Le mouvement présente des modèles mathématiques, dont celui des 4%. L’objectif est d’avoir 60% d’actions et 40% d’obligations pour constituer sa fortune. Avec cela, dépensez moins de 4% par an pour le coût de la vie et vous devriez survivre. La banque Migros, qui s’est intéressée à la question, donne l’exemple suivant: «Mettons qu’une personne ait besoin, à partir du moment de la cessation de l’activité lucrative et jusqu’à la fin de sa vie, de 60’000 francs par an pour couvrir ses besoins: il lui faudra un capital de prévoyance de 1,5 million de francs (60’000/4*100)», constate son porte-parole Urs Aeberli, dans un article.

Sauf que depuis, le chiffre du 4% tend à diminuer à 3% selon certains experts. La Banque Migros abonde en ce sens. La longue espérance de vie, mais aussi les changements du marché financier les poussent à la prudence. «Les hypothèses de rendement sous-jacentes à la règle des 4% viennent encore du ‹bon vieux temps›, quand les emprunts dégageaient des rendements relativement élevés», explique-t-il. «À l’avenir, avec un patrimoine de placement constitué à 60% d’actions et 40% d’obligations, on ne pourra plutôt plus qu’utiliser 3% pour couvrir les besoins de subsistance après la cessation de l’activité lucrative, au lieu de 4% comme par le passé», affirme Christoph Sax, économiste en chef au sein de la Banque Migros.

S’il est difficile de prendre une retraite aussi tôt en Suisse, c’est que l’un des principaux leviers pour les frugalistes est l’immobilier. Les différents conseils présents sur la toile préconisent l’achat de biens de rendement. Posséder son logement, puis éventuellement en acquérir d’autres est une possibilité surtout là où l’immobilier est abordable. «Il faut garder à l’esprit la remise initiale de fonds propres», tempère de son côté le banquier anonyme. Un bien de 600’000 francs en Suisse représente 120’000 francs en plus des frais de notaire, des éventuelles rénovations et autres surprises financières. De nombreux adeptes habitent en France, là où l’accès au statut de propriétaire est plus aisé. Autre solution: partir dans des pays arborant un faible coût de la vie, comme la Thaïlande.

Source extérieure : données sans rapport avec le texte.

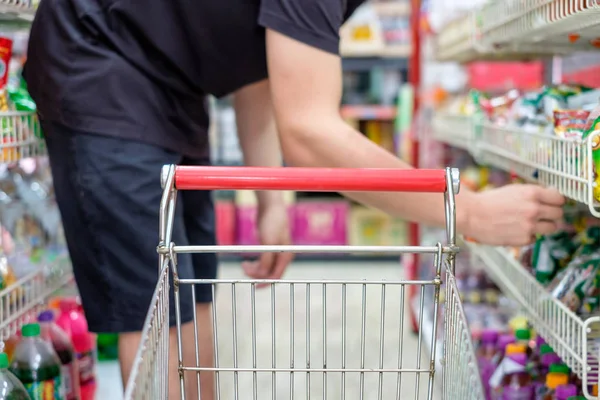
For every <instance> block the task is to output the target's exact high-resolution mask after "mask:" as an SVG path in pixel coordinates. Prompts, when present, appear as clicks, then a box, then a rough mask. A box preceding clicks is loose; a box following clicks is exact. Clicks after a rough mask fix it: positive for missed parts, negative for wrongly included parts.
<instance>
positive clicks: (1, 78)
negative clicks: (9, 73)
mask: <svg viewBox="0 0 600 400" xmlns="http://www.w3.org/2000/svg"><path fill="white" fill-rule="evenodd" d="M12 45H13V42H12V40H11V39H9V38H6V37H0V112H6V111H8V110H9V106H8V93H7V88H6V86H7V84H8V71H9V68H8V66H9V64H10V59H11V58H12ZM3 128H4V127H3ZM3 136H4V135H3Z"/></svg>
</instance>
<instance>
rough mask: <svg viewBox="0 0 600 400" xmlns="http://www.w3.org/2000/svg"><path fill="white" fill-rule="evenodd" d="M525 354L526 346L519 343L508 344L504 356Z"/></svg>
mask: <svg viewBox="0 0 600 400" xmlns="http://www.w3.org/2000/svg"><path fill="white" fill-rule="evenodd" d="M526 352H527V346H525V345H524V344H521V343H509V344H507V345H506V350H505V353H506V355H511V354H525V353H526Z"/></svg>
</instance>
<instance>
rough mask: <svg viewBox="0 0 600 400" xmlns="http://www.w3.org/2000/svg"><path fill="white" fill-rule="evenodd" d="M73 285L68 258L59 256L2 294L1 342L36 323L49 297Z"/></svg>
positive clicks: (0, 309) (40, 265)
mask: <svg viewBox="0 0 600 400" xmlns="http://www.w3.org/2000/svg"><path fill="white" fill-rule="evenodd" d="M73 282H74V279H73V271H72V269H71V263H70V260H69V257H68V256H66V255H59V256H57V257H56V258H55V259H54V260H52V261H51V262H49V263H46V264H42V265H40V267H38V268H36V269H35V270H34V271H32V272H30V273H29V274H27V275H25V276H24V277H23V278H21V279H19V280H18V281H17V282H15V283H14V284H12V285H10V286H8V287H7V288H5V289H3V290H2V291H0V340H2V341H4V340H6V339H8V338H9V337H11V336H12V335H14V334H15V333H16V332H17V330H18V329H19V328H20V327H21V326H22V325H23V324H25V323H27V322H30V321H31V319H32V318H33V319H35V318H36V317H37V313H39V312H40V311H42V310H43V309H45V307H46V301H47V300H48V298H49V297H50V296H52V295H54V294H56V293H57V292H58V291H60V290H61V289H63V288H65V287H67V286H68V285H70V284H72V283H73Z"/></svg>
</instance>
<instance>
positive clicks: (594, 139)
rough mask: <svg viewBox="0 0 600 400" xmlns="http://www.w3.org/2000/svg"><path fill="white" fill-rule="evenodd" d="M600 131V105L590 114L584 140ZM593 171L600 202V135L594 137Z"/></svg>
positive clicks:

Certains affirment y parvenir, et notamment une Suissesse d’une trentaine d’année. Sur un groupe Facebook au sujet du frugalisme, elle se dit déjà en position de prendre sa retraite. Quelques commentaires s’étonnent de la rapidité de ces économies. «Je travaille plus de 80 heures par semaine», répond l’intéressée, consciente de gagner un haut revenu.

En théorie, c’est jouable

L’argent ne fait pas le bonheur, mais investir pour prendre sa retraite à 40 ans si? Une blogueuse américaine qui a tenté l’aventure du frugalisme dresse un bilan mitigé après dix années. Elle cite par exemple la solitude d’être la seule de ses amis qui atteint la retraite. Autre témoignage avec Lisa, sur MarketWatch. «Notre style de vie extrêmement frugal nous a conduit à éliminer presque tout ce que nous apprécions. Nous avons enlevé l’abonnement télévision, résilié nos abonnements de téléphone, mis en pause nos habitudes de manger à l’extérieur et avons même mis un terme à nos rendez-vous café du dimanche.»

Le compte en banque grandit, le bonheur était lui en chute libre. Le tournant décisif a consisté en des problèmes de fertilité. Le traitement que devait suivre cette maman pour avoir son deuxième enfant a mis à mal le plan de retraite anticipée si minutieusement préparé.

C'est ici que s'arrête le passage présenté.